Swans

Eine Filmkritik von Beatrice Behn

Körperbetont

Viele Filme im diesjährigen Forum des jungen Films der Berlinale sind sprachgestört. Sprich die Figuren haben die Fähigkeit verloren oder nie gehabt mit einander verbal zu kommunizieren. Auch Swans ist ein Film, in dem das Verbale keine große Rolle spielt. Vielmehr legt Regisseur Hugo Vieira da Silva die Kommunikationsebene auf das Körperliche.
Die deutsch-portugiesische Koproduktion spielt in Berlin Gropiusstadt, zumeist im Krankenhaus und in einer Wohnung. Ein Vater und sein halbwüchsiger Sohn reisen aus Portugal nach Berlin, denn die Mutter und Ex-Frau der beiden liegt im Koma. Sie kommen in Gropiusstadt in der Wohnung der Mutter und ihrer Mitbewohnerin Kim unter.
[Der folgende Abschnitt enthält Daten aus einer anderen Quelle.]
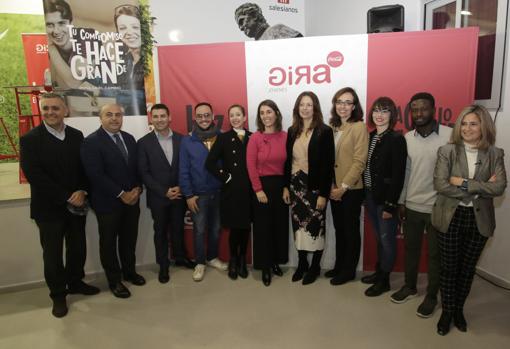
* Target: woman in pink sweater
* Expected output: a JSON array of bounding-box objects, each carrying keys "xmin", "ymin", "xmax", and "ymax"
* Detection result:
[{"xmin": 246, "ymin": 100, "xmax": 290, "ymax": 286}]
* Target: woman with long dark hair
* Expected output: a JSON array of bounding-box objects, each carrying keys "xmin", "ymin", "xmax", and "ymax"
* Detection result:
[
  {"xmin": 431, "ymin": 105, "xmax": 507, "ymax": 336},
  {"xmin": 246, "ymin": 99, "xmax": 290, "ymax": 286},
  {"xmin": 361, "ymin": 97, "xmax": 407, "ymax": 297},
  {"xmin": 285, "ymin": 91, "xmax": 335, "ymax": 285},
  {"xmin": 205, "ymin": 104, "xmax": 253, "ymax": 280}
]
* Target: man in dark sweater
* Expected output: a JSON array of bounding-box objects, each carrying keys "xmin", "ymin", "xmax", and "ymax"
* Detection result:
[{"xmin": 20, "ymin": 93, "xmax": 99, "ymax": 317}]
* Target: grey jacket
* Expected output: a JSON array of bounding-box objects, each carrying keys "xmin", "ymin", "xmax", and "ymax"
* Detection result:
[{"xmin": 431, "ymin": 144, "xmax": 507, "ymax": 237}]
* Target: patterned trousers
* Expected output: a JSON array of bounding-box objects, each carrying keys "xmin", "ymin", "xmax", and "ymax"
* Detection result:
[{"xmin": 438, "ymin": 206, "xmax": 487, "ymax": 313}]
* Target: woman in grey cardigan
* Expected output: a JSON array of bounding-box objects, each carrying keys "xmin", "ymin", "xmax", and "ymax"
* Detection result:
[{"xmin": 432, "ymin": 105, "xmax": 507, "ymax": 336}]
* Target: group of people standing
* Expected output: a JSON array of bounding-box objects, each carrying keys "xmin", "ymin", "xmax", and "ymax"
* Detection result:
[{"xmin": 20, "ymin": 87, "xmax": 506, "ymax": 335}]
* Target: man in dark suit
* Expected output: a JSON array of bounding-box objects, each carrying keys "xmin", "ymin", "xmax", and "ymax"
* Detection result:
[
  {"xmin": 138, "ymin": 104, "xmax": 195, "ymax": 283},
  {"xmin": 20, "ymin": 93, "xmax": 99, "ymax": 317},
  {"xmin": 81, "ymin": 104, "xmax": 145, "ymax": 298}
]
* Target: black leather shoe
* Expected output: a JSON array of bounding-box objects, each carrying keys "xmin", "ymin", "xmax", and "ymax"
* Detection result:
[
  {"xmin": 329, "ymin": 274, "xmax": 356, "ymax": 286},
  {"xmin": 175, "ymin": 258, "xmax": 197, "ymax": 269},
  {"xmin": 228, "ymin": 257, "xmax": 237, "ymax": 280},
  {"xmin": 158, "ymin": 267, "xmax": 170, "ymax": 285},
  {"xmin": 110, "ymin": 281, "xmax": 131, "ymax": 298},
  {"xmin": 292, "ymin": 266, "xmax": 308, "ymax": 282},
  {"xmin": 361, "ymin": 272, "xmax": 379, "ymax": 284},
  {"xmin": 68, "ymin": 280, "xmax": 101, "ymax": 296},
  {"xmin": 453, "ymin": 310, "xmax": 467, "ymax": 332},
  {"xmin": 271, "ymin": 264, "xmax": 283, "ymax": 276},
  {"xmin": 51, "ymin": 297, "xmax": 68, "ymax": 317},
  {"xmin": 303, "ymin": 268, "xmax": 321, "ymax": 285},
  {"xmin": 324, "ymin": 269, "xmax": 340, "ymax": 278},
  {"xmin": 437, "ymin": 311, "xmax": 452, "ymax": 336},
  {"xmin": 237, "ymin": 256, "xmax": 248, "ymax": 279},
  {"xmin": 262, "ymin": 269, "xmax": 271, "ymax": 286},
  {"xmin": 124, "ymin": 273, "xmax": 145, "ymax": 286}
]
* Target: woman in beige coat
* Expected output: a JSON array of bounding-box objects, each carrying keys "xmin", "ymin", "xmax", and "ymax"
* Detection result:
[{"xmin": 432, "ymin": 105, "xmax": 507, "ymax": 336}]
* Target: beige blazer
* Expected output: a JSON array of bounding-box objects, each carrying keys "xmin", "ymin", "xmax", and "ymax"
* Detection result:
[
  {"xmin": 334, "ymin": 121, "xmax": 368, "ymax": 189},
  {"xmin": 431, "ymin": 144, "xmax": 507, "ymax": 237}
]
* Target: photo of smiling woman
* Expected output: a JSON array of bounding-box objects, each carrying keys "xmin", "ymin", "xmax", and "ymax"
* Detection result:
[
  {"xmin": 113, "ymin": 5, "xmax": 147, "ymax": 115},
  {"xmin": 246, "ymin": 99, "xmax": 289, "ymax": 286},
  {"xmin": 361, "ymin": 97, "xmax": 407, "ymax": 297},
  {"xmin": 431, "ymin": 105, "xmax": 507, "ymax": 336},
  {"xmin": 205, "ymin": 104, "xmax": 254, "ymax": 280},
  {"xmin": 285, "ymin": 91, "xmax": 335, "ymax": 285}
]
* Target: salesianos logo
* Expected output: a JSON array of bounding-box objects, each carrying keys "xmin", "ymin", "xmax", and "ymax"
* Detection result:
[{"xmin": 268, "ymin": 51, "xmax": 344, "ymax": 86}]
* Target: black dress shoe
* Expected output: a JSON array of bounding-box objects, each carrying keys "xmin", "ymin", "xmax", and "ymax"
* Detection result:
[
  {"xmin": 262, "ymin": 269, "xmax": 271, "ymax": 286},
  {"xmin": 228, "ymin": 257, "xmax": 237, "ymax": 280},
  {"xmin": 271, "ymin": 264, "xmax": 283, "ymax": 276},
  {"xmin": 329, "ymin": 274, "xmax": 356, "ymax": 286},
  {"xmin": 237, "ymin": 256, "xmax": 248, "ymax": 279},
  {"xmin": 453, "ymin": 310, "xmax": 467, "ymax": 332},
  {"xmin": 51, "ymin": 297, "xmax": 67, "ymax": 317},
  {"xmin": 437, "ymin": 311, "xmax": 452, "ymax": 336},
  {"xmin": 324, "ymin": 269, "xmax": 340, "ymax": 278},
  {"xmin": 158, "ymin": 267, "xmax": 170, "ymax": 285},
  {"xmin": 110, "ymin": 281, "xmax": 131, "ymax": 298},
  {"xmin": 175, "ymin": 258, "xmax": 197, "ymax": 269},
  {"xmin": 124, "ymin": 273, "xmax": 145, "ymax": 286},
  {"xmin": 303, "ymin": 268, "xmax": 321, "ymax": 285},
  {"xmin": 361, "ymin": 272, "xmax": 379, "ymax": 284},
  {"xmin": 292, "ymin": 266, "xmax": 308, "ymax": 282},
  {"xmin": 68, "ymin": 280, "xmax": 101, "ymax": 296}
]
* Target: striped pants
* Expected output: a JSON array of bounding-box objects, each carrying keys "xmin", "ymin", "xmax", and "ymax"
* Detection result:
[{"xmin": 438, "ymin": 206, "xmax": 487, "ymax": 313}]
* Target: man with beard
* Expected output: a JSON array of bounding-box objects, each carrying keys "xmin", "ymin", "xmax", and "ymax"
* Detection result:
[
  {"xmin": 235, "ymin": 2, "xmax": 303, "ymax": 40},
  {"xmin": 138, "ymin": 104, "xmax": 195, "ymax": 283},
  {"xmin": 391, "ymin": 92, "xmax": 451, "ymax": 318},
  {"xmin": 179, "ymin": 102, "xmax": 227, "ymax": 281}
]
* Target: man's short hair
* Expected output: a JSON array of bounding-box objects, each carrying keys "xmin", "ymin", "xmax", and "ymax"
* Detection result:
[
  {"xmin": 234, "ymin": 2, "xmax": 264, "ymax": 22},
  {"xmin": 195, "ymin": 102, "xmax": 213, "ymax": 112},
  {"xmin": 151, "ymin": 103, "xmax": 170, "ymax": 115},
  {"xmin": 39, "ymin": 92, "xmax": 66, "ymax": 104},
  {"xmin": 409, "ymin": 92, "xmax": 436, "ymax": 108},
  {"xmin": 43, "ymin": 0, "xmax": 73, "ymax": 22}
]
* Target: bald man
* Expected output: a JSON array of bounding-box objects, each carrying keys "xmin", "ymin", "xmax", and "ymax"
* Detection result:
[{"xmin": 81, "ymin": 104, "xmax": 145, "ymax": 298}]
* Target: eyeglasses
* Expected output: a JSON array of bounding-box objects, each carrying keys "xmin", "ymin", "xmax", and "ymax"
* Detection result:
[
  {"xmin": 335, "ymin": 100, "xmax": 354, "ymax": 107},
  {"xmin": 195, "ymin": 113, "xmax": 212, "ymax": 120}
]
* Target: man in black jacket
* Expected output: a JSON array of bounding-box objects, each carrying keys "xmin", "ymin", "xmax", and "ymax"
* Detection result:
[
  {"xmin": 20, "ymin": 93, "xmax": 99, "ymax": 317},
  {"xmin": 138, "ymin": 104, "xmax": 195, "ymax": 283}
]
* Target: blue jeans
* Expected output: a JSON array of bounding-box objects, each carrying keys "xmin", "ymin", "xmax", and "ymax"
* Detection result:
[
  {"xmin": 191, "ymin": 192, "xmax": 220, "ymax": 264},
  {"xmin": 365, "ymin": 191, "xmax": 398, "ymax": 273}
]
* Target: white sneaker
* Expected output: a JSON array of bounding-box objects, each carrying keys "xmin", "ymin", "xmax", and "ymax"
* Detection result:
[
  {"xmin": 207, "ymin": 258, "xmax": 228, "ymax": 271},
  {"xmin": 193, "ymin": 264, "xmax": 205, "ymax": 281}
]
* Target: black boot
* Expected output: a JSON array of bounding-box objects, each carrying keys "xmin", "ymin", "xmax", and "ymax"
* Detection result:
[
  {"xmin": 365, "ymin": 271, "xmax": 390, "ymax": 297},
  {"xmin": 292, "ymin": 251, "xmax": 308, "ymax": 282},
  {"xmin": 237, "ymin": 255, "xmax": 248, "ymax": 279},
  {"xmin": 437, "ymin": 311, "xmax": 453, "ymax": 336},
  {"xmin": 228, "ymin": 256, "xmax": 237, "ymax": 280}
]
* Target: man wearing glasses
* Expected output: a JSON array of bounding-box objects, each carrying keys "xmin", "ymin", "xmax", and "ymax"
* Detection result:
[
  {"xmin": 179, "ymin": 102, "xmax": 227, "ymax": 281},
  {"xmin": 81, "ymin": 104, "xmax": 145, "ymax": 298}
]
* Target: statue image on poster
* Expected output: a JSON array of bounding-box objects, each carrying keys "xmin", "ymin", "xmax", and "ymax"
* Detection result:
[
  {"xmin": 235, "ymin": 2, "xmax": 303, "ymax": 40},
  {"xmin": 43, "ymin": 0, "xmax": 147, "ymax": 116}
]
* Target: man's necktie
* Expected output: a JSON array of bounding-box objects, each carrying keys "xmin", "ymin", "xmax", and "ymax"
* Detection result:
[{"xmin": 113, "ymin": 134, "xmax": 128, "ymax": 162}]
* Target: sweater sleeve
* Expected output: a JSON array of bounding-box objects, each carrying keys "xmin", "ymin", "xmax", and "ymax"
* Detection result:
[{"xmin": 246, "ymin": 133, "xmax": 262, "ymax": 192}]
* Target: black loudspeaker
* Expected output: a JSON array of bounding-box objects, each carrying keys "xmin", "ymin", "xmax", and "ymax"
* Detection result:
[{"xmin": 367, "ymin": 5, "xmax": 404, "ymax": 34}]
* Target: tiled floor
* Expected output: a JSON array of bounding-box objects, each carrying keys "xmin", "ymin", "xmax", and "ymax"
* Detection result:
[{"xmin": 0, "ymin": 268, "xmax": 510, "ymax": 349}]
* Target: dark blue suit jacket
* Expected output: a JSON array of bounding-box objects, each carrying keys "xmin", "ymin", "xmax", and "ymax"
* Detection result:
[
  {"xmin": 81, "ymin": 127, "xmax": 141, "ymax": 213},
  {"xmin": 138, "ymin": 132, "xmax": 182, "ymax": 207}
]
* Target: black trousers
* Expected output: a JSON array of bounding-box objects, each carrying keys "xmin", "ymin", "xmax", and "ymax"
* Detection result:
[
  {"xmin": 150, "ymin": 200, "xmax": 187, "ymax": 268},
  {"xmin": 253, "ymin": 176, "xmax": 289, "ymax": 269},
  {"xmin": 36, "ymin": 212, "xmax": 87, "ymax": 299},
  {"xmin": 438, "ymin": 206, "xmax": 487, "ymax": 312},
  {"xmin": 96, "ymin": 203, "xmax": 140, "ymax": 285},
  {"xmin": 330, "ymin": 189, "xmax": 364, "ymax": 277}
]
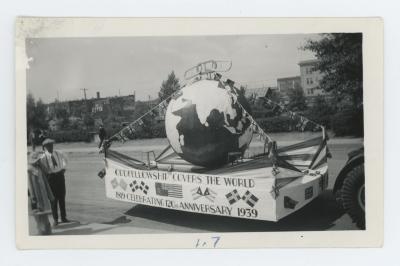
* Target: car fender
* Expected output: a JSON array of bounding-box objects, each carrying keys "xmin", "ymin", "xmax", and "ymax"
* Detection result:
[{"xmin": 333, "ymin": 148, "xmax": 364, "ymax": 193}]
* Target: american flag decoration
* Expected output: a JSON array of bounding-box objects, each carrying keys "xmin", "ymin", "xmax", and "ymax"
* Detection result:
[
  {"xmin": 190, "ymin": 187, "xmax": 217, "ymax": 202},
  {"xmin": 155, "ymin": 182, "xmax": 183, "ymax": 198},
  {"xmin": 225, "ymin": 189, "xmax": 241, "ymax": 205},
  {"xmin": 242, "ymin": 190, "xmax": 258, "ymax": 208},
  {"xmin": 129, "ymin": 180, "xmax": 149, "ymax": 194},
  {"xmin": 110, "ymin": 178, "xmax": 118, "ymax": 189},
  {"xmin": 119, "ymin": 179, "xmax": 128, "ymax": 190},
  {"xmin": 128, "ymin": 125, "xmax": 136, "ymax": 136}
]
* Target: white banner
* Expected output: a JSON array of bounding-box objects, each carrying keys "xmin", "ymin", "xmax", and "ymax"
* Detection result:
[{"xmin": 105, "ymin": 159, "xmax": 276, "ymax": 221}]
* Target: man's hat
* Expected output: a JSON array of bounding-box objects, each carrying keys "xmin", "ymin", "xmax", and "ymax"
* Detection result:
[
  {"xmin": 42, "ymin": 138, "xmax": 55, "ymax": 146},
  {"xmin": 28, "ymin": 152, "xmax": 43, "ymax": 164}
]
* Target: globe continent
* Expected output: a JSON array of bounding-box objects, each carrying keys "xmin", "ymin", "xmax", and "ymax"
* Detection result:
[{"xmin": 165, "ymin": 80, "xmax": 253, "ymax": 168}]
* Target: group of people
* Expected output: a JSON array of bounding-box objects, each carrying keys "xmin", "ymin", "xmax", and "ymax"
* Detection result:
[{"xmin": 28, "ymin": 138, "xmax": 69, "ymax": 235}]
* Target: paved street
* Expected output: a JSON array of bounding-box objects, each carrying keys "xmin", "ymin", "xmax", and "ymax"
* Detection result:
[{"xmin": 29, "ymin": 136, "xmax": 362, "ymax": 234}]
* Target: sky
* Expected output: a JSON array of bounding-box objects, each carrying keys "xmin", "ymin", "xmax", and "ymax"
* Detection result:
[{"xmin": 26, "ymin": 34, "xmax": 318, "ymax": 103}]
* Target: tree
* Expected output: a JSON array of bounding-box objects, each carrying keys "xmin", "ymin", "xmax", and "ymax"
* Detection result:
[
  {"xmin": 287, "ymin": 86, "xmax": 307, "ymax": 111},
  {"xmin": 158, "ymin": 71, "xmax": 181, "ymax": 101},
  {"xmin": 238, "ymin": 86, "xmax": 252, "ymax": 114},
  {"xmin": 26, "ymin": 93, "xmax": 47, "ymax": 130},
  {"xmin": 303, "ymin": 33, "xmax": 363, "ymax": 109},
  {"xmin": 56, "ymin": 108, "xmax": 69, "ymax": 129}
]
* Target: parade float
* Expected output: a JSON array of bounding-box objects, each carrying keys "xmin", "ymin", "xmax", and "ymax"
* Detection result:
[{"xmin": 99, "ymin": 60, "xmax": 329, "ymax": 221}]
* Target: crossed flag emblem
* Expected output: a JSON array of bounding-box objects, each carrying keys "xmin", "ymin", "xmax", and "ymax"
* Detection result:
[
  {"xmin": 111, "ymin": 178, "xmax": 128, "ymax": 190},
  {"xmin": 225, "ymin": 189, "xmax": 258, "ymax": 208},
  {"xmin": 129, "ymin": 180, "xmax": 149, "ymax": 194},
  {"xmin": 190, "ymin": 187, "xmax": 217, "ymax": 202}
]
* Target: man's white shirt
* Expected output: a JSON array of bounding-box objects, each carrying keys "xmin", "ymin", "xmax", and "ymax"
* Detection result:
[{"xmin": 40, "ymin": 151, "xmax": 67, "ymax": 174}]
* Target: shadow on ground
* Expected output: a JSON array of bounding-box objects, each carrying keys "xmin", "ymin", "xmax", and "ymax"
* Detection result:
[{"xmin": 125, "ymin": 191, "xmax": 350, "ymax": 232}]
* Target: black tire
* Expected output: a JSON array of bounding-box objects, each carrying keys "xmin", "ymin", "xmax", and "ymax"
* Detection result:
[{"xmin": 339, "ymin": 163, "xmax": 365, "ymax": 229}]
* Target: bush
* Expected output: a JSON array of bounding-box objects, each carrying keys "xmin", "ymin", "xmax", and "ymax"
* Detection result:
[
  {"xmin": 332, "ymin": 109, "xmax": 364, "ymax": 137},
  {"xmin": 48, "ymin": 130, "xmax": 91, "ymax": 142}
]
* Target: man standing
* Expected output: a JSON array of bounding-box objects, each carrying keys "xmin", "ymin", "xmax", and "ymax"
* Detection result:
[
  {"xmin": 99, "ymin": 125, "xmax": 107, "ymax": 149},
  {"xmin": 40, "ymin": 138, "xmax": 69, "ymax": 226}
]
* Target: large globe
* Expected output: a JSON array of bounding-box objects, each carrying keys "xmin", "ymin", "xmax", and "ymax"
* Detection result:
[{"xmin": 165, "ymin": 80, "xmax": 252, "ymax": 168}]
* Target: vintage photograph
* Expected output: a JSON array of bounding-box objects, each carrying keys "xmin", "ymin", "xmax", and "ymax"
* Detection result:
[
  {"xmin": 17, "ymin": 17, "xmax": 379, "ymax": 248},
  {"xmin": 21, "ymin": 33, "xmax": 365, "ymax": 235}
]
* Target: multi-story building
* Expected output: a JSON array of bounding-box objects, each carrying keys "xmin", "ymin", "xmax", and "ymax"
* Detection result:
[
  {"xmin": 299, "ymin": 59, "xmax": 326, "ymax": 97},
  {"xmin": 277, "ymin": 76, "xmax": 301, "ymax": 95}
]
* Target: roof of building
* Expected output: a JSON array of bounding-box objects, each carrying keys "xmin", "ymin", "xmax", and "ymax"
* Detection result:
[
  {"xmin": 299, "ymin": 59, "xmax": 318, "ymax": 66},
  {"xmin": 277, "ymin": 76, "xmax": 300, "ymax": 81}
]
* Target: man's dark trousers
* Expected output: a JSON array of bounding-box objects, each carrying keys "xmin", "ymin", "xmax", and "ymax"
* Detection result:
[{"xmin": 49, "ymin": 171, "xmax": 67, "ymax": 221}]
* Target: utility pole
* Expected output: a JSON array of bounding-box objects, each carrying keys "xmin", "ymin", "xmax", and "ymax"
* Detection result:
[{"xmin": 81, "ymin": 88, "xmax": 89, "ymax": 101}]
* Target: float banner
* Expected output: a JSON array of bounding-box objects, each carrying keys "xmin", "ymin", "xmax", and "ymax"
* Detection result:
[{"xmin": 105, "ymin": 158, "xmax": 277, "ymax": 221}]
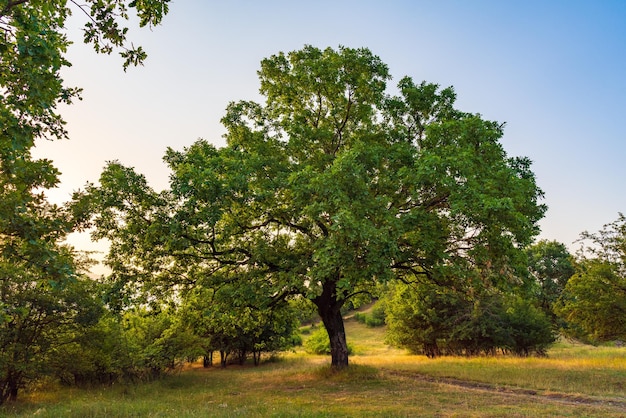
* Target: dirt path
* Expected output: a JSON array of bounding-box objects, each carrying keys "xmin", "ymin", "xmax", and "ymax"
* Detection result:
[{"xmin": 381, "ymin": 369, "xmax": 626, "ymax": 412}]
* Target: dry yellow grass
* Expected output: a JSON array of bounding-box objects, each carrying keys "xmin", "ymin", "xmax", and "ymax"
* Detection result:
[{"xmin": 0, "ymin": 320, "xmax": 626, "ymax": 418}]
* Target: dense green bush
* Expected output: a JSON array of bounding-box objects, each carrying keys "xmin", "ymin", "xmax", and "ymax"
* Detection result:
[
  {"xmin": 354, "ymin": 301, "xmax": 385, "ymax": 327},
  {"xmin": 387, "ymin": 283, "xmax": 555, "ymax": 357}
]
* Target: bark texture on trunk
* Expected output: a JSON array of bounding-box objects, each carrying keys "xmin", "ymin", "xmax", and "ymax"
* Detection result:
[
  {"xmin": 313, "ymin": 281, "xmax": 348, "ymax": 369},
  {"xmin": 322, "ymin": 309, "xmax": 348, "ymax": 369}
]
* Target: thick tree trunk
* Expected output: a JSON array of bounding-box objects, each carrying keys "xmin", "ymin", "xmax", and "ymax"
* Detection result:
[
  {"xmin": 322, "ymin": 309, "xmax": 348, "ymax": 369},
  {"xmin": 313, "ymin": 282, "xmax": 348, "ymax": 369}
]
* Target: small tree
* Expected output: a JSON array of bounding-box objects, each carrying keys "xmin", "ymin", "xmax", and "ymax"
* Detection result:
[
  {"xmin": 81, "ymin": 46, "xmax": 545, "ymax": 368},
  {"xmin": 387, "ymin": 283, "xmax": 555, "ymax": 357},
  {"xmin": 526, "ymin": 240, "xmax": 575, "ymax": 329},
  {"xmin": 558, "ymin": 213, "xmax": 626, "ymax": 342}
]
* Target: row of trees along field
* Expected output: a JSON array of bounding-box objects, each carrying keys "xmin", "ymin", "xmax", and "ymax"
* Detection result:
[{"xmin": 0, "ymin": 0, "xmax": 626, "ymax": 402}]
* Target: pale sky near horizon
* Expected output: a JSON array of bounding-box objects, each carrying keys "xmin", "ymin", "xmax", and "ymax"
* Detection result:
[{"xmin": 34, "ymin": 0, "xmax": 626, "ymax": 270}]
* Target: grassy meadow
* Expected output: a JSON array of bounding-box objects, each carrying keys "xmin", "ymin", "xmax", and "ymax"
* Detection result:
[{"xmin": 0, "ymin": 310, "xmax": 626, "ymax": 418}]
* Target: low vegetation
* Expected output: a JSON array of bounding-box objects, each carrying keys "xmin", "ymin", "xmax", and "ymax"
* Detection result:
[{"xmin": 0, "ymin": 312, "xmax": 626, "ymax": 417}]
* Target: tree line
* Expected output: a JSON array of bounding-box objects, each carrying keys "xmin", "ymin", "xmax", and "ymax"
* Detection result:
[{"xmin": 0, "ymin": 0, "xmax": 626, "ymax": 402}]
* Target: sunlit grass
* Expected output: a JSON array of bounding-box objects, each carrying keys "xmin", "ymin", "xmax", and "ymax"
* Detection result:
[{"xmin": 0, "ymin": 314, "xmax": 626, "ymax": 418}]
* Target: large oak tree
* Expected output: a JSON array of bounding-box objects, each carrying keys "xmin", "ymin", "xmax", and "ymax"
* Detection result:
[{"xmin": 87, "ymin": 46, "xmax": 545, "ymax": 368}]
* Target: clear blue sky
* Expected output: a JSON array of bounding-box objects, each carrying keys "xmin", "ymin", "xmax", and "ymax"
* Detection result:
[{"xmin": 36, "ymin": 0, "xmax": 626, "ymax": 262}]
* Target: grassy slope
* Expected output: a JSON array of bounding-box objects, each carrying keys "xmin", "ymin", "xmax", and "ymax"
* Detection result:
[{"xmin": 0, "ymin": 312, "xmax": 626, "ymax": 417}]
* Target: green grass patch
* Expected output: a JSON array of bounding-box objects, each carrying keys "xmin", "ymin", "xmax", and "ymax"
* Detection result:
[{"xmin": 0, "ymin": 319, "xmax": 626, "ymax": 418}]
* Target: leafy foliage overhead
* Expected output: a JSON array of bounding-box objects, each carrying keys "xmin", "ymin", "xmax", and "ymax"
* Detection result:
[{"xmin": 84, "ymin": 46, "xmax": 545, "ymax": 366}]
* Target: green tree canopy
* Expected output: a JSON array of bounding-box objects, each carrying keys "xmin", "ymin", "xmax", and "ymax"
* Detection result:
[
  {"xmin": 558, "ymin": 213, "xmax": 626, "ymax": 342},
  {"xmin": 0, "ymin": 0, "xmax": 169, "ymax": 403},
  {"xmin": 526, "ymin": 240, "xmax": 575, "ymax": 325},
  {"xmin": 81, "ymin": 46, "xmax": 545, "ymax": 367}
]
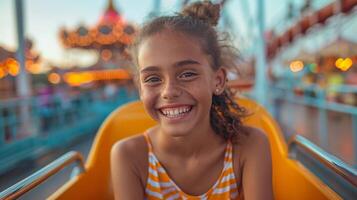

Die Geschichte pendelt zwischen Krankenhaus und Wohnbereich und begleitet die verunsicherten Angehörigen, die dabei sind sich mit der neuen Situation und dem leblosen mütterlichen Körper abzufinden. Dabei kommt der Ex-Mann seiner Frau wieder körperlich nahe, Der Sohn, der seine Mutter eigentlich gar nicht kennt, beginnt mit ihr eine fetischisierte und ebenfalls stark körperbetonte Beziehung auszubauen.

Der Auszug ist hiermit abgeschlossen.